Well it all started at the end of the summer of 2007. I discovered I was at least Bi-sexual, I wanted to tell someone so i told two close friends. One of them was totally fine with it (turns out he's bi as well) but the other one went completely homophobic on me, to prove so I shall quote him in saying "I'm never gonna look at Patrick (me) the same again". So eventually school started but that kid went to the technical school across the street. However he began telling people over there i was gay (even though i said bi). Eventually it got back to my friends here but  me and my other friend denied the whole thing so it was cool.

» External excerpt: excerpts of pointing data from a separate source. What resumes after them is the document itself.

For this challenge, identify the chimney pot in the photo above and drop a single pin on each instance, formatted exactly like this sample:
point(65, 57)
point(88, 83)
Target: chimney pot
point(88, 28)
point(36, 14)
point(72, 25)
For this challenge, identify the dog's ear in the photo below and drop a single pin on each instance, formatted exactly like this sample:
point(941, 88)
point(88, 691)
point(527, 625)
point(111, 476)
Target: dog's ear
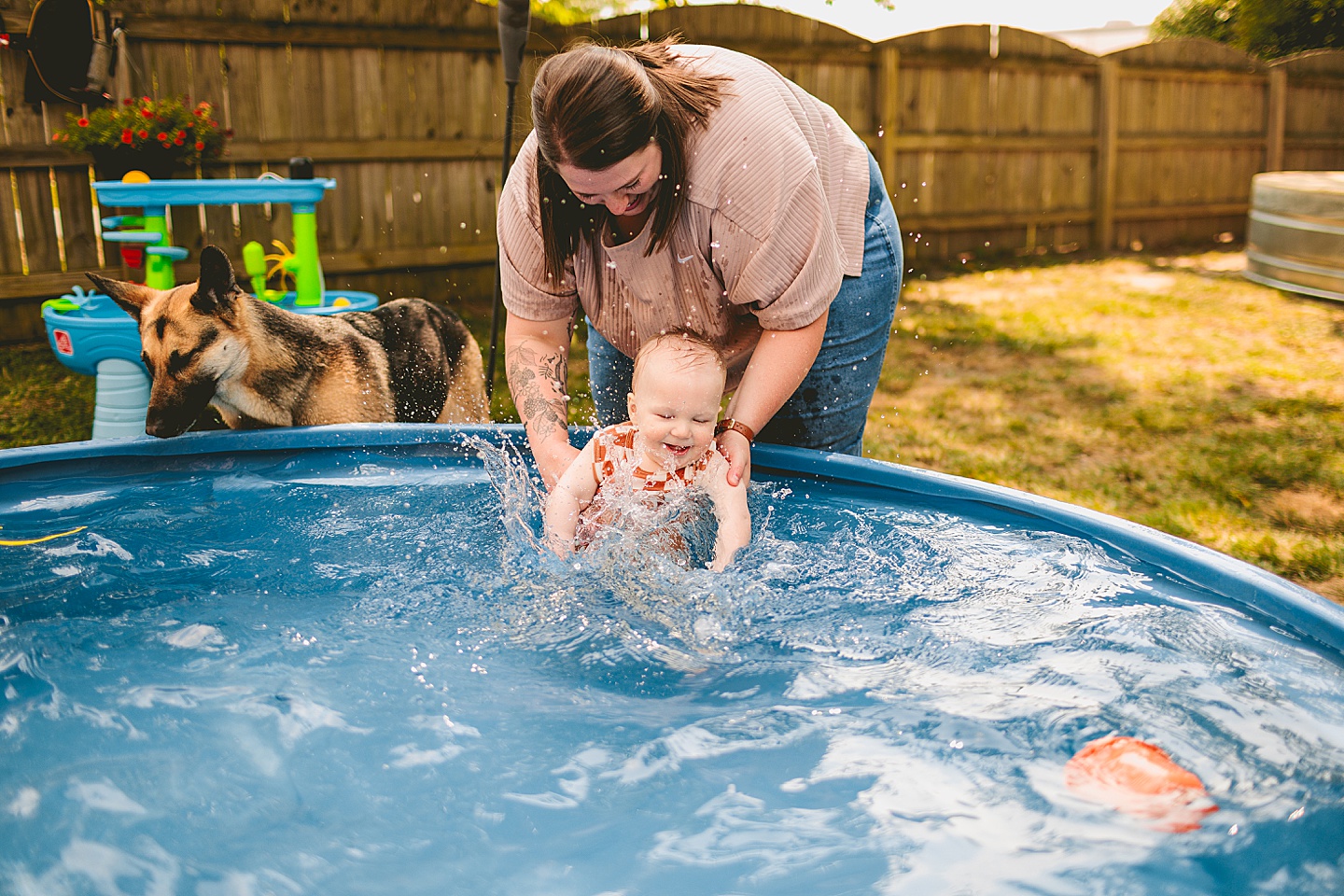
point(131, 297)
point(216, 287)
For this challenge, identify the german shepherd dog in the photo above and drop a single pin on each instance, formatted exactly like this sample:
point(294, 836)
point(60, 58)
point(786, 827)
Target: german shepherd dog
point(210, 343)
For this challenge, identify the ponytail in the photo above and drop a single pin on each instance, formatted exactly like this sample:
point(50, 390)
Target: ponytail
point(595, 106)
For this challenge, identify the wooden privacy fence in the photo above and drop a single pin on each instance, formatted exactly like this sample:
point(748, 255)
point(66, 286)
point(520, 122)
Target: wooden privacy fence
point(991, 140)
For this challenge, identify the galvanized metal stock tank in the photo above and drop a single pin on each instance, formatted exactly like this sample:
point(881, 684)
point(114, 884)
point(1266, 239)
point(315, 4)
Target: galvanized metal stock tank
point(1295, 238)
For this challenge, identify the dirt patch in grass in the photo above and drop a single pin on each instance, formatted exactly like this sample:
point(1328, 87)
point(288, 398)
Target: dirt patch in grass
point(1164, 390)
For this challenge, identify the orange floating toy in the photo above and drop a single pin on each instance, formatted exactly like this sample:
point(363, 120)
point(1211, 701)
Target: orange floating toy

Then my personality got even more confusing. I began to cross dress in private and begin to think that maybe on the inside i am a woman, I seriously considered this idea and consider it to be a large possibility right now. Eventually i started dating some girl for about 2 months. But she turned out to be a little much, she would not let go of her past boyfriend and took everything to fast and too seriously, and as time went on i began to see that i did not see my own perception of beauty in her. She was pretty and nice enough but i did not see my own image of inner or outer beauty in her. So i planned to break up with her but one of my friends ended up telling her before i could and she went home from school crying. Went i got home we texted a little and she was very mad saying that I didn't take long to think it through or give her enough time to let her change herself. I knew that i should at least talk to her so i tried calling but she wouldn't pick up so i left a voice mail message explaining everything and saying i was sorry. However i am a little worried she will do something extreme seeing as how she cuts herself and seems to hate herself.

But besides that situation i also seem to be not liking myself either. Throughout school i get crap from everyone about my looks and how im always so quiet and it's starting to take a tole on me. Now i hate seeing myself in the mirror because of my hair. I have a style where on said is short, one is long and i sometimes have to back in a ponytail but now i can't stand it so i have to wait for the other side to grow out so i can even it out. My mind is a complete mess and i don't know who i am or what to do. My grades have also fallen and im threatened with summer school, i also lost all my friends. Any advice?


-- Posted by mangosorbet at 6:12 am on May 18, 2008

We all want to be accepted.  It's difficult being comfortable in your own skin when people try to give of themselves and you witness the rejection.  When you come out, you can't help but compromise your relationships.  There are some people more accepting than others.  We all struggle with identity, some people just put on a second mask, day in and day out with contrived emotions, gestures, etc.  We can't help but cry out for liberation.  Can I just put it out there that you've done yourself a good thing opening up to someone?  It shows that you put a lot of trust with your friends and it's very respectable.  Granted, one isn't as accepting as the other, but it's life.  You can only move on from there, but you take with you an even stronger friendship with the other.

One thing you have to realize is that people who carry a lot of their past can be rather difficult.  I think she was trying to foster her need to be wanted by establishing a relationship too quickly.  She has to realize that it's not really fair for both you to pursue anything further if there's always that grace of the uncertainty lingering.  With her means of mutilation and whatnot, I think it's better that you stay with her as a friend.  There are some things that people are just more comfortable confiding to friends than in relationships.  It can really help support her if you develop that strong sense of trust.  You can't help but worry because you care about her.  She mentioned changing herself.  To me, it sounds like she's desperate and looking for some means to foster that rejection.  It happens, and to provoke hope of something much more serious would be foolish for both of you.

There are just times in life where you get tossed a heavy load.  I suggest you prioritize your grades and whatnot.  I hope you can take one thing from this and think to yourself, are some of those people really worth it?